A lecture by Ambassador Efraim Halevy, former Director of Mossad, the Israeli Intelligence Service.
Ambassador Halevy examines key changes in the Middle East in the wake of the Arab Spring, focusing on those ‘ungoverned spaces’ where national sovereignty is conspicuous by its absence, for example in the Sinai peninsula, south Lebanon, much of Syria and Libya, as well as increasingly large tracts of Iraq. He reflects on the security and political consequences flowing from this phenomenon and assess the impact of upgraded military material flowing into war zones, primarily from Russia and its regional surrogates.
In light of these developments, Ambassador Halevy will offer some tentative thoughts as to the future trajectory of unresolved internal conflicts in such places as Syria and Iraq.
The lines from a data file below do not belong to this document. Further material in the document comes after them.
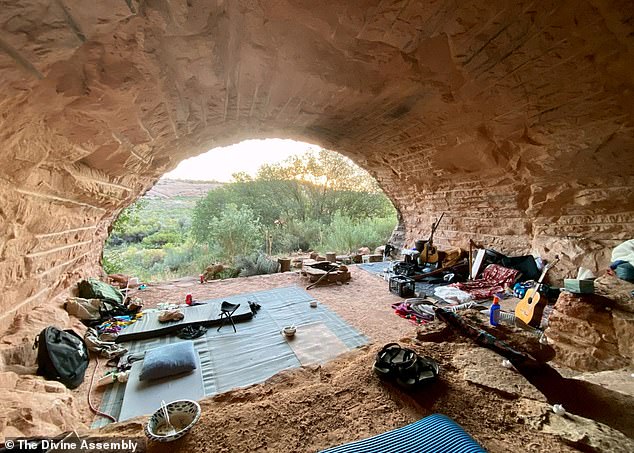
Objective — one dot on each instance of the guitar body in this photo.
(429, 255)
(531, 308)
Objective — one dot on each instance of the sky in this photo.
(219, 164)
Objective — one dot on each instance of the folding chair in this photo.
(227, 310)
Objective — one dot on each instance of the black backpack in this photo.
(62, 356)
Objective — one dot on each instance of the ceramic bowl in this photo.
(289, 331)
(183, 414)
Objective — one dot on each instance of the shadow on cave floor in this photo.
(583, 398)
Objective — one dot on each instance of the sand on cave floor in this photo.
(312, 408)
(315, 407)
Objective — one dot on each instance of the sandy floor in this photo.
(312, 408)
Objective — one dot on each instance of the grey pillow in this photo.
(169, 360)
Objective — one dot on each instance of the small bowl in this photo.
(183, 415)
(289, 331)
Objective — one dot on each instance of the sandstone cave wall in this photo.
(514, 118)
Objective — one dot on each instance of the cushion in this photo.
(169, 360)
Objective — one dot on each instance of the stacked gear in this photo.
(107, 349)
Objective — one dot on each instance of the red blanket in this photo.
(494, 279)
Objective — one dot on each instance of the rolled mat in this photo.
(433, 434)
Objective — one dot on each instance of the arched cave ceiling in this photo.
(513, 117)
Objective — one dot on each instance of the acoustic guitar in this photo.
(429, 254)
(531, 308)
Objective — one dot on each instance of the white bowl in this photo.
(289, 331)
(183, 414)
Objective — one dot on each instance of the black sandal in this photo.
(422, 370)
(391, 358)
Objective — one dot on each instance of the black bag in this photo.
(62, 356)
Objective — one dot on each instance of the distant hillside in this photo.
(170, 188)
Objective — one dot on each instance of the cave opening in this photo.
(274, 197)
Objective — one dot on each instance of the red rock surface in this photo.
(588, 334)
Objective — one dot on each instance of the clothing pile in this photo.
(495, 279)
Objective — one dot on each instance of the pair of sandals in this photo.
(404, 366)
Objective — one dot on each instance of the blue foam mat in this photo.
(434, 434)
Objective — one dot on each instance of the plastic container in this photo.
(402, 286)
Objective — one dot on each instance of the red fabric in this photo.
(494, 279)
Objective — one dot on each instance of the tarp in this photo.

He will focus on the impact that the politics of personality is having on shaping the contours of power across the region, with reference to the relationships between key individuals such as Grand Ayatollah Khomeini and President Rouhani, Field Marshal Sisi and King Abdullah of Saudi Arabia, and Prime Minister Netanyahu and Abu Mazen.
Ambassador Halevy concludes his remarks by considering the extent to which the presence of radical Sunni Jihadi groups in Lebanon and Syria, now fighting together, pose a threat to Tehran’s regional ambitions.
Ambassador Efraim Halevy was born in London in 1934 and emigrated to Israel with his family soon after the establishment of the state in 1948. In 1961, after studying law at the Hebrew University in Jerusalem, he joined the Israeli Intelligence Service, Mossad, eventually rising to become its Director (1998-2002). He also served as Israel’s Ambassador to the EU (1996-1998) and the Head of Israel’s National Security Council (2002-2003). He is now Head of the Shasha Centre for Strategic Studies at the Hebrew University, Jerusalem and Chairman of the Israel Intelligence Heritage and Commemoration Centre.